The Wildcats were the first to offer Sellers, stemming from a performance at their camp this last year, where he was worked almost exclusively at tight end. Tyrone said that when September 1st arrived, the K. State offer was on his doorstep. "That was big. It was big. It was my first offer and you don't know what's going to happen in the future," Sellers said. "You hope there's more, but to get that first one, it was pretty special."
The three offers are nice, but it would be a much nicer list if there was a certain fourth being thrown on the pile. It's not that it would make a certain team to the east a shoo-in for him, but growing up in the Cornhusker-state, to get an offer from them is the realization of fan-loyalty which goes back as far as he can remember. "I grew up loving them like so many others in the state. Everyone just dreams about playing there and in front of those fans," he said. "But that is me the fan, and while I am one, a decision about college should be made on a lot more than just what team you liked growing up."

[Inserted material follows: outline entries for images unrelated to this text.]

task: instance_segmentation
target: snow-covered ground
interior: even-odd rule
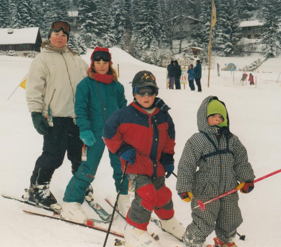
[[[198,131],[197,110],[202,100],[209,95],[217,96],[225,103],[230,116],[230,130],[238,136],[247,148],[257,178],[280,168],[281,82],[276,82],[281,71],[272,68],[281,64],[280,57],[270,59],[265,63],[267,72],[272,73],[262,73],[262,70],[253,73],[257,77],[256,88],[250,86],[249,83],[243,86],[236,82],[240,80],[241,72],[235,72],[234,83],[233,74],[230,72],[221,71],[221,76],[218,77],[216,67],[211,71],[210,86],[208,88],[208,70],[203,70],[203,92],[200,93],[190,91],[188,86],[185,90],[166,90],[165,69],[138,61],[118,48],[110,50],[113,65],[117,69],[119,64],[119,81],[125,87],[128,102],[133,99],[131,86],[128,83],[137,72],[148,70],[155,76],[160,88],[159,96],[171,108],[169,112],[175,125],[176,173],[177,164],[186,140]],[[92,51],[89,50],[82,57],[88,63]],[[249,63],[257,58],[218,57],[215,59],[216,63],[218,62],[221,67],[225,63],[229,63],[245,66],[245,63]],[[29,185],[35,162],[42,152],[43,137],[33,127],[27,109],[24,90],[18,88],[8,101],[7,98],[26,75],[32,61],[31,59],[0,56],[0,193],[19,198],[24,188]],[[109,196],[114,199],[116,193],[107,151],[104,154],[92,185],[100,204],[109,212],[112,208],[104,198]],[[66,186],[72,176],[70,167],[70,162],[66,157],[52,179],[51,190],[59,203],[62,202]],[[181,200],[177,195],[176,182],[176,178],[171,176],[166,180],[166,184],[173,193],[176,216],[186,226],[191,221],[190,204]],[[238,236],[236,238],[235,242],[239,247],[280,246],[280,187],[279,173],[256,184],[255,190],[249,194],[239,193],[239,205],[244,222],[238,231],[246,235],[245,241],[239,240]],[[83,207],[89,216],[98,218],[88,205],[84,203]],[[56,220],[28,215],[23,212],[24,209],[48,213],[0,197],[0,246],[95,247],[103,245],[105,233]],[[123,232],[124,224],[124,220],[119,217],[114,222],[112,229]],[[150,224],[149,230],[159,235],[159,242],[162,246],[183,246],[182,243],[159,230],[153,223]],[[215,236],[212,233],[207,242],[212,244],[212,239]],[[116,238],[110,235],[107,246],[113,246]]]

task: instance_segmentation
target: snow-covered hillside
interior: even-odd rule
[[[224,101],[230,118],[230,128],[238,136],[247,149],[249,159],[257,178],[281,167],[279,151],[281,140],[281,83],[276,83],[279,72],[271,67],[281,63],[281,58],[270,59],[264,66],[267,72],[254,73],[258,85],[238,85],[242,73],[233,74],[221,71],[217,76],[216,67],[211,71],[210,86],[207,86],[208,70],[202,71],[202,93],[190,91],[188,86],[181,90],[168,90],[166,87],[166,69],[140,62],[117,48],[110,49],[113,66],[119,65],[119,81],[125,88],[128,103],[133,99],[129,82],[138,71],[152,72],[160,88],[159,96],[171,107],[169,113],[176,129],[175,172],[186,140],[198,131],[196,114],[202,100],[209,95],[216,95]],[[92,50],[82,56],[89,63]],[[216,58],[221,67],[225,63],[234,63],[244,66],[248,60],[255,57]],[[246,60],[247,59],[246,61]],[[35,162],[42,152],[43,137],[34,128],[30,113],[27,109],[24,89],[19,88],[7,98],[25,76],[32,61],[31,59],[0,56],[0,193],[20,198],[24,188],[29,184],[29,178]],[[248,73],[248,75],[249,73]],[[275,82],[274,82],[275,80]],[[261,82],[259,84],[259,82]],[[263,86],[259,86],[261,84]],[[107,151],[103,157],[96,178],[92,183],[95,194],[100,204],[109,212],[111,207],[104,199],[116,197],[112,170]],[[50,189],[59,203],[62,202],[65,187],[70,179],[71,165],[66,157],[63,165],[55,171]],[[175,216],[186,226],[191,221],[190,204],[181,200],[175,190],[176,178],[171,176],[166,184],[173,193]],[[279,247],[281,242],[281,174],[255,184],[250,193],[239,193],[239,205],[244,222],[238,229],[246,235],[245,241],[235,242],[239,247]],[[91,218],[98,216],[89,206],[83,207]],[[32,206],[0,197],[0,246],[17,247],[96,247],[102,246],[105,233],[57,220],[31,215],[23,209],[48,213]],[[114,222],[113,230],[123,231],[125,221],[121,217]],[[159,230],[150,223],[149,230],[160,237],[163,247],[182,247],[182,243]],[[212,233],[207,242],[213,244],[215,236]],[[110,235],[107,246],[114,245],[115,236]]]

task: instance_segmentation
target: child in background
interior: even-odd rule
[[[236,187],[242,193],[250,192],[255,176],[245,147],[230,131],[224,103],[217,97],[207,97],[197,118],[199,132],[187,140],[178,172],[178,193],[184,201],[191,201],[193,221],[184,242],[187,247],[203,247],[215,230],[219,239],[214,239],[216,246],[237,247],[233,240],[242,221],[237,192],[208,204],[204,211],[193,208],[198,200],[205,202]]]
[[[250,82],[250,85],[255,85],[255,83],[254,82],[254,76],[252,74],[250,74],[249,76],[249,79],[248,80]]]
[[[103,138],[120,157],[122,169],[128,162],[126,173],[136,183],[126,218],[126,246],[160,247],[147,232],[153,211],[166,231],[181,239],[185,231],[174,216],[172,193],[165,184],[165,172],[168,178],[174,169],[174,127],[170,108],[156,97],[159,88],[151,72],[138,72],[132,84],[134,101],[109,119]]]
[[[195,90],[195,87],[194,85],[194,71],[193,71],[193,64],[192,64],[189,66],[187,69],[187,73],[188,75],[187,79],[188,80],[188,84],[189,87],[191,91],[194,91]]]

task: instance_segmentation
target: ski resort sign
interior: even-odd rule
[[[180,66],[189,66],[192,62],[188,60],[185,60],[182,59],[177,59],[178,64]],[[164,59],[162,60],[162,66],[166,67],[171,62],[171,59]]]

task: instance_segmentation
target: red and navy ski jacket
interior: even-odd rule
[[[107,121],[103,138],[112,153],[124,144],[135,149],[135,162],[128,164],[126,173],[145,174],[155,179],[165,175],[163,165],[174,163],[174,126],[169,114],[158,107],[150,114],[133,102],[117,110]],[[120,159],[124,170],[126,162]]]

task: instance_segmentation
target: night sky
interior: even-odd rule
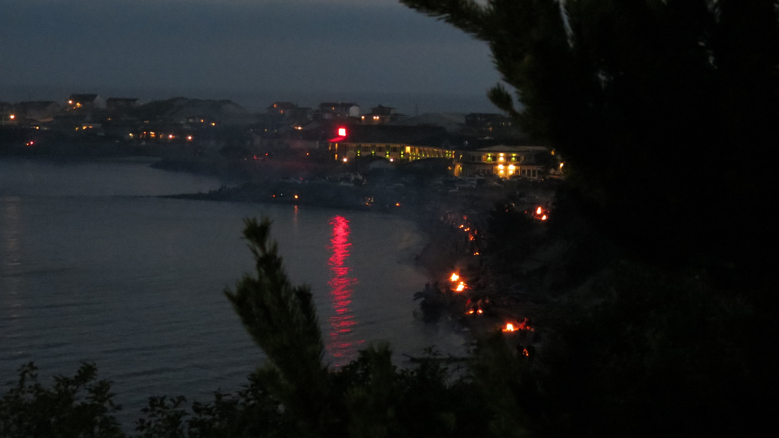
[[[486,44],[394,0],[0,0],[0,101],[75,92],[495,111]]]

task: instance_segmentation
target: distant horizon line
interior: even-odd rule
[[[398,110],[411,111],[418,107],[424,112],[495,112],[499,110],[487,98],[486,90],[473,93],[431,93],[411,91],[289,91],[228,87],[71,87],[68,85],[3,85],[0,86],[0,101],[65,101],[75,94],[99,94],[102,97],[132,97],[149,102],[174,97],[202,100],[229,100],[249,111],[264,110],[274,101],[290,101],[302,107],[315,106],[326,101],[354,102],[361,108],[379,104]],[[313,106],[312,106],[313,105]]]

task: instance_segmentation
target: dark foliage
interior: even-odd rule
[[[492,101],[564,157],[632,256],[767,286],[775,1],[402,2],[489,44],[522,108],[500,85]]]
[[[111,385],[97,380],[97,369],[85,363],[73,377],[57,376],[54,386],[38,382],[30,362],[19,369],[19,381],[0,400],[3,438],[123,438],[112,414]]]
[[[513,419],[507,430],[768,426],[777,2],[401,1],[486,41],[521,108],[502,85],[489,97],[566,161],[548,229],[523,239],[530,254],[501,253],[503,240],[532,237],[522,218],[492,217],[502,269],[563,249],[521,271],[538,291],[564,293],[538,316],[543,351],[495,407]]]

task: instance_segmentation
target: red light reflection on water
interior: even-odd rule
[[[362,341],[353,341],[349,336],[351,327],[357,323],[354,316],[349,309],[351,304],[351,294],[354,291],[352,285],[357,283],[356,278],[349,277],[351,268],[346,266],[346,260],[349,257],[349,221],[343,216],[336,216],[330,220],[333,225],[333,234],[330,238],[330,247],[333,255],[328,264],[333,272],[333,277],[327,282],[330,285],[330,295],[333,297],[333,309],[335,315],[330,316],[330,333],[327,341],[327,351],[334,359],[334,366],[344,365],[356,355],[355,344]]]

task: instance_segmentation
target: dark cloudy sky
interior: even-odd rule
[[[485,111],[497,80],[484,43],[394,0],[0,0],[0,101],[94,91]]]

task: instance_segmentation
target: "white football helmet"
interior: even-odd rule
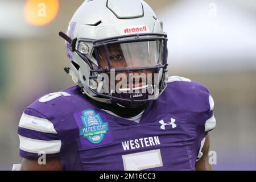
[[[65,70],[98,101],[135,107],[157,99],[168,78],[163,30],[162,22],[142,0],[86,0],[73,15],[67,35],[60,32],[71,64]],[[139,77],[143,73],[147,73],[144,85],[145,76]],[[128,88],[123,85],[117,90],[118,73],[132,78],[125,82]],[[138,75],[141,83],[133,84]]]

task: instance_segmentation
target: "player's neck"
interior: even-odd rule
[[[86,96],[88,101],[92,105],[101,109],[110,111],[122,118],[131,118],[141,113],[147,106],[147,103],[142,106],[137,108],[127,108],[118,106],[115,104],[106,104],[96,101]]]

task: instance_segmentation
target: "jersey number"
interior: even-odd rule
[[[160,149],[124,155],[125,171],[139,171],[163,166]]]

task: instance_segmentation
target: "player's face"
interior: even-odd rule
[[[130,52],[131,53],[130,53],[127,51],[125,51],[123,47],[124,46],[123,45],[122,48],[122,46],[120,44],[114,44],[108,47],[111,68],[118,69],[122,68],[143,68],[148,67],[150,64],[150,60],[148,60],[148,55],[146,51],[144,52],[143,52],[143,51],[133,51],[134,53],[132,54],[131,52],[133,52],[131,51]],[[133,48],[134,49],[135,48],[133,47]],[[105,53],[104,47],[100,47],[98,49],[98,51],[100,68],[104,69],[109,69],[109,65],[108,63],[108,56]],[[126,75],[126,80],[129,80],[127,72],[119,72],[118,73],[116,73],[116,74],[120,73]],[[147,80],[147,75],[148,73],[152,74],[152,71],[147,69],[142,69],[137,71],[130,71],[129,73],[138,73],[137,76],[137,77],[138,75],[140,75],[141,77],[144,76],[145,77],[144,80]],[[141,79],[139,83],[133,83],[133,87],[135,88],[146,85],[146,82],[143,82],[142,81],[142,80],[143,79]],[[116,81],[116,84],[117,82],[118,81]]]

The criteria is different for each, of course, but there are certain similarities with seemingly all. One of the foundations of any decision on college, though, is the college itself. Sure, it might have a football program which everyone knows about, talks about and even loves. But Sellers has other things on his mind. "Education has to be the most important. I mean, that's what you are going to college to do," he said. "Football is great and I love playing it, but when football is over, it's your education that you have left. I plan on getting a good one."
With all the recent changes in Nebraska , Sellers has watched with eagerness, looking toward Lincoln like many, wondering how all of this upheaval would effect the program. What he's seen from inside Lincoln itself to the borders of this seemingly one-dimensional state, has brought a smile to his face. "Kids are walking on again, turning down offers to smaller schools and just wanting to be part of what's going on there," he said. "I have met coach (Barney) Cotton, but I am eager to meet coach Pelini."
Pelini's style is well-chronicled by this point:
He's insatiable in his work-ethic and equally so in how he expects others to work for him and around him. But even with the taskmaster-style, Pelini's reputation is that he's not only fair, but he'll never lead you the wrong way. Sellers said of Pelini and coaches in general, that is what he likes and what he thinks most players want.
Just give it to me straight.
"I think as a coach, you have to be honest with players and I know that is what I would want. You want honesty, constructive criticism and for a coach just to be fair," he said.
While some kids have turned down smaller schools, ranging from Division II to Division 1-AA, just for a chance to walk on at Nebraska , don't expect Sellers to turn down what will probably be more than three Division 1-A teams for a chance to do the same. He's our second-ranked player in the state for a reason, just sitting behind fellow two-way star, Millard South's Vondrae Tostenson.
With recruiting still so early, Tyrone is soaking it in, not worry about the offers he doesn't have right now, and he's just looking forward to seeing how this interesting and privileged journey plays out. "It's an honor for schools to be interested in you to the point of offering you. That means a lot to me," Tyrone said. "I think I owe it to each of those schools to show them all the kind of interest they have shown me.
"So, I am wide-open right now, and I am going to take as much as I can in, figure out what I am going to do with visits and just go through the process. It's a big decision for anyone when it comes to where they go to college. You need to think about it and make sure you are going to a place that's good for you. I'm going to do that and just see how it all goes."
Sellers reports that he currently has a 3.5 GPA and scored a 24 on his ACT last year.